Add a script for cleaning up whitespace in Obsidian

ID
1dcc7c7
date
2023-12-26 09:51:45+00:00
author
Alex Chan <alex@alexwlchan.net>
parent
9684e7f
message
Add a script for cleaning up whitespace in Obsidian
changed files
2 files, 48 additions, 1 deletion

Changed files

text/README.md (5333) → text/README.md (5777)

diff --git a/text/README.md b/text/README.md
index 01140df..7f45da8 100644
--- a/text/README.md
+++ b/text/README.md
@@ -32,6 +32,12 @@ scripts = [
         """,
     },
     {
+        "usage": "fix_whitespace [PATH]",
+        "description": """
+        when I copy/paste text into Obsidian from th web, this cleans up some of the extraneous whitespace.
+        """,
+    },
+    {
         "usage": "midline [PATH]",
         "description": "print the line in the middle of a file, e.g. if the file has 5 lines, it prints line 3"
     },
@@ -103,6 +109,14 @@ when I copy/paste a Twitter thread into Obsidian, this does some
 initial tidying up of the formatting for me.
 </dd>
 <dt>
+<a href="https://github.com/alexwlchan/scripts/blob/main/text/fix_whitespace">
+<code>fix_whitespace [PATH]</code>
+</a>
+</dt>
+<dd>
+when I copy/paste text into Obsidian from th web, this cleans up some of the extraneous whitespace.
+</dd>
+<dt>
 <a href="https://github.com/alexwlchan/scripts/blob/main/text/midline">
 <code>midline [PATH]</code>
 </a>
@@ -179,4 +193,4 @@ read UTF-8 on stdin and print out the raw Unicode "
 "codepoints. This is a Docker wrapper around <a href="https://github.com/lunasorcery/utf8info">a tool of the same name</a> by @lunasorcery.
 </dd>
 </dl>
-<!-- [[[end]]] (checksum: afe7ca0c0f56a356286950da6b8332a3) -->
\ No newline at end of file
+<!-- [[[end]]] (checksum: 1ac648df181fdf4aea491bce61f10523) -->
\ No newline at end of file

text/fix_whitespace (0) → text/fix_whitespace (655)

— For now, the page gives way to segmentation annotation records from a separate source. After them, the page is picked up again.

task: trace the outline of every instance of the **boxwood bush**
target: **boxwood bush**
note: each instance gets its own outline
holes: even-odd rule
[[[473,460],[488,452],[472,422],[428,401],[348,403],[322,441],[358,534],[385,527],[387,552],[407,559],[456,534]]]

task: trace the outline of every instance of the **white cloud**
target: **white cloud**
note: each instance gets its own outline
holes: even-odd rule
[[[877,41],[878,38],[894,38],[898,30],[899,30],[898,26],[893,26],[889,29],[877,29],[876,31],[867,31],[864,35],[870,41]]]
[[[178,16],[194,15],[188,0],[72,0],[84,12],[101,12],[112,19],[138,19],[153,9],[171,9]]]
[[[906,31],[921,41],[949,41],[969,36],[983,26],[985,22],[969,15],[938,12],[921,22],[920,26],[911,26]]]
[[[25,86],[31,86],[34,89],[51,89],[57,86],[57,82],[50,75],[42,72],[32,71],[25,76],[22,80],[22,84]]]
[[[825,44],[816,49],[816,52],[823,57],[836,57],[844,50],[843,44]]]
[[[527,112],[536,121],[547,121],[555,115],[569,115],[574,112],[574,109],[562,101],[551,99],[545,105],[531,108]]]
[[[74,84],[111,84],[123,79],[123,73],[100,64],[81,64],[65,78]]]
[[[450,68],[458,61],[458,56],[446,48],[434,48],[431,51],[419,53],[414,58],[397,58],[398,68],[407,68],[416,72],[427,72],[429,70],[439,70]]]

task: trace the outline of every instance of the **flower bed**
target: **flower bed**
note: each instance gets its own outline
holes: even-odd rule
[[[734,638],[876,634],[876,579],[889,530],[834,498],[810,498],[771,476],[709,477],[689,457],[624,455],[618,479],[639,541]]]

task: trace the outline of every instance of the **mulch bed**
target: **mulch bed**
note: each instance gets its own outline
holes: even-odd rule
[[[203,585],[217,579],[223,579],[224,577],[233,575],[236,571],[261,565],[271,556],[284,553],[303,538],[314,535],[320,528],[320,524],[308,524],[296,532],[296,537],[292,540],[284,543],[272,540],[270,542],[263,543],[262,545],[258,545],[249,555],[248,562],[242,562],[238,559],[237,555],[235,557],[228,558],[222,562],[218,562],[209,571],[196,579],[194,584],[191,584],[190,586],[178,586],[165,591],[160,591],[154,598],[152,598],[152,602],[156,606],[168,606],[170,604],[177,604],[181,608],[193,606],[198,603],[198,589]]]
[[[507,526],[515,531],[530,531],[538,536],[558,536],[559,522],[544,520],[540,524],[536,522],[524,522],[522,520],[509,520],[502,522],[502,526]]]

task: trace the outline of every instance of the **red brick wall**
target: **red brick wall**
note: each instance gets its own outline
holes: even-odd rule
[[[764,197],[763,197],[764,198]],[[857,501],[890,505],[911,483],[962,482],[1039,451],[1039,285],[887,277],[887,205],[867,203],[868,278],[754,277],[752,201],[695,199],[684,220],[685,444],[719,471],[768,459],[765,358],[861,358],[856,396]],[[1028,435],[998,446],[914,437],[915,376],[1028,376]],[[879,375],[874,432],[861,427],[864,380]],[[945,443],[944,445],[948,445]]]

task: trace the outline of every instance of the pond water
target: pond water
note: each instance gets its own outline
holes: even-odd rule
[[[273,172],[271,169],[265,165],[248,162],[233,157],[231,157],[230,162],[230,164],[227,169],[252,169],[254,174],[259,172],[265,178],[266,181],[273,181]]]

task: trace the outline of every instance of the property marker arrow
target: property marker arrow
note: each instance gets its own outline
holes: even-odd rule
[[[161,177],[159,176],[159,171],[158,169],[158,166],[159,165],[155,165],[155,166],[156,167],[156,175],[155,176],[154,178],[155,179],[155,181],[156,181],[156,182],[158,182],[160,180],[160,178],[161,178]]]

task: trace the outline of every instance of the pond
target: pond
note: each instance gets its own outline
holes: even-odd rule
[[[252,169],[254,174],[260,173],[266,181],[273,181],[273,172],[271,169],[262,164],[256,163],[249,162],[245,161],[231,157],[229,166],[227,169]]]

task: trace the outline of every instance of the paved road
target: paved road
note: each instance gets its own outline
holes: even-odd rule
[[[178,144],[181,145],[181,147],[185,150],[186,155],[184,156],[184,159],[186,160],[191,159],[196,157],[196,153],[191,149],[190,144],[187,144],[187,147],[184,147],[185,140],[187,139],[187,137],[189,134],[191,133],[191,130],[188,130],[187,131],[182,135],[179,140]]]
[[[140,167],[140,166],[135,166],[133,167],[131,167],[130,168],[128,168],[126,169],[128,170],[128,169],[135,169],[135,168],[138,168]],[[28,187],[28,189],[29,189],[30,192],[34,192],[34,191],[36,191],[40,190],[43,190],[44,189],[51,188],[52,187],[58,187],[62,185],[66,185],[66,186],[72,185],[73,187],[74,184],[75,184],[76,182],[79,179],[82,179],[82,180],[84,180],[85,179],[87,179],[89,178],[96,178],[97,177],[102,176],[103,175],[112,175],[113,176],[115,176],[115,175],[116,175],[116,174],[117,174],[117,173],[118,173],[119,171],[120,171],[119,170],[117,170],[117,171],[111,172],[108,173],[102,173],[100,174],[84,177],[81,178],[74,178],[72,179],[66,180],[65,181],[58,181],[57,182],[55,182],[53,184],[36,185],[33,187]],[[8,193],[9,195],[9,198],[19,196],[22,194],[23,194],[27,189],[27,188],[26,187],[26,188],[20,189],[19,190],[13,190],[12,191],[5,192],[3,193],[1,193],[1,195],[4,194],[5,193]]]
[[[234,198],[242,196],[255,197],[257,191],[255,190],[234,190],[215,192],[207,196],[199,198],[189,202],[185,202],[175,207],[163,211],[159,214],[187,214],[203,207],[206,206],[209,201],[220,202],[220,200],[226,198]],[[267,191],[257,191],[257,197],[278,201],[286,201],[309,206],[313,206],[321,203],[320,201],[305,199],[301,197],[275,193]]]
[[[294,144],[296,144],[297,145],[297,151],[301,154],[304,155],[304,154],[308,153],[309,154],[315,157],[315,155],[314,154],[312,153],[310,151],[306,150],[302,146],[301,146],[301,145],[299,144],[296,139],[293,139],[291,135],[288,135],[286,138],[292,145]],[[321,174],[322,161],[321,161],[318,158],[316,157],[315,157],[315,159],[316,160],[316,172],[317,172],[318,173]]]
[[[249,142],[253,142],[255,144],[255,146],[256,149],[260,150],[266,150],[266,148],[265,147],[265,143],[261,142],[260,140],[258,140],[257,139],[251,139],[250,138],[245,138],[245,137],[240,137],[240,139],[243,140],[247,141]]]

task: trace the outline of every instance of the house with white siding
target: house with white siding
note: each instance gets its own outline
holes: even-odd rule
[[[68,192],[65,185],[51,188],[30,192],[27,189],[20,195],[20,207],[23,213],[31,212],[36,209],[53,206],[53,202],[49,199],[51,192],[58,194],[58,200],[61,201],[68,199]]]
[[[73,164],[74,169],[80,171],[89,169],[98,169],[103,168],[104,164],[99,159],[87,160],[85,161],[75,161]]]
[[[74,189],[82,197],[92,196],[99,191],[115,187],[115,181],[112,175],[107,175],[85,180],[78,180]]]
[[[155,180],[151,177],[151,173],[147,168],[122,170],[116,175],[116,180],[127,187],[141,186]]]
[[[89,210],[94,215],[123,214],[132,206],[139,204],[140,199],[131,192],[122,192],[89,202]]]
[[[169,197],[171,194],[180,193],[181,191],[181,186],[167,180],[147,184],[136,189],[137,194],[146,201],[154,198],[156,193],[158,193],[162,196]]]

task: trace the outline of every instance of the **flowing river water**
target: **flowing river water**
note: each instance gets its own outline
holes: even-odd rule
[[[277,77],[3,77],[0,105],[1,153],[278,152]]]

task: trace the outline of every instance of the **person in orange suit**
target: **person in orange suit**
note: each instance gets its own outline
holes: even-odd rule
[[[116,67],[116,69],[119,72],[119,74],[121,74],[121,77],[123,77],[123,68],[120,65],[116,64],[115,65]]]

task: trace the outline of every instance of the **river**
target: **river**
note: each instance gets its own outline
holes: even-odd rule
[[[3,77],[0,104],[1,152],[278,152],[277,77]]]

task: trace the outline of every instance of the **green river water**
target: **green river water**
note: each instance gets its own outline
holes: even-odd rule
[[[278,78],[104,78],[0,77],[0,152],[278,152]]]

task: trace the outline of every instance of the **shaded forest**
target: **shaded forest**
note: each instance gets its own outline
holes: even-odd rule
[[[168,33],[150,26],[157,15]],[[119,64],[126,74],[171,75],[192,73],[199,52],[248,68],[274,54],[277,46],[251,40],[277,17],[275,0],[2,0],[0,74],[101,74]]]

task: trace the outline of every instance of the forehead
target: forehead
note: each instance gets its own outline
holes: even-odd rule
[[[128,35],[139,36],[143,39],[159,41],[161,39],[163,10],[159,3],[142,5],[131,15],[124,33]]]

diff --git a/text/fix_whitespace b/text/fix_whitespace
new file mode 100755
index 0000000..ff04394
--- /dev/null
+++ b/text/fix_whitespace
@@ -0,0 +1,33 @@
+#!/usr/bin/env python3
+"""
+Remove extra whitespace from a text file.
+
+When I copy/paste text from the web into Obsidian, it's often inserted
+with a lot of additional whitespace, e.g. text like
+
+    hello\n\nworld
+
+becomes
+
+    hello\n\n  \n\nworld
+
+This script cleans up some of this extraneous whitespace for me.
+"""
+
+import re
+import sys
+
+
+if __name__ == '__main__':
+    try:
+        path = sys.argv[1]
+    except IndexError:
+        sys.exit(f"Usage: {__file__} <path>")
+
+    with open(path, "r") as infile:
+        text = infile.read()
+
+    text = re.sub(r"\n\n\s*\n\n", "\n\n", text)
+
+    with open(path, "w") as outfile:
+        outfile.write(text)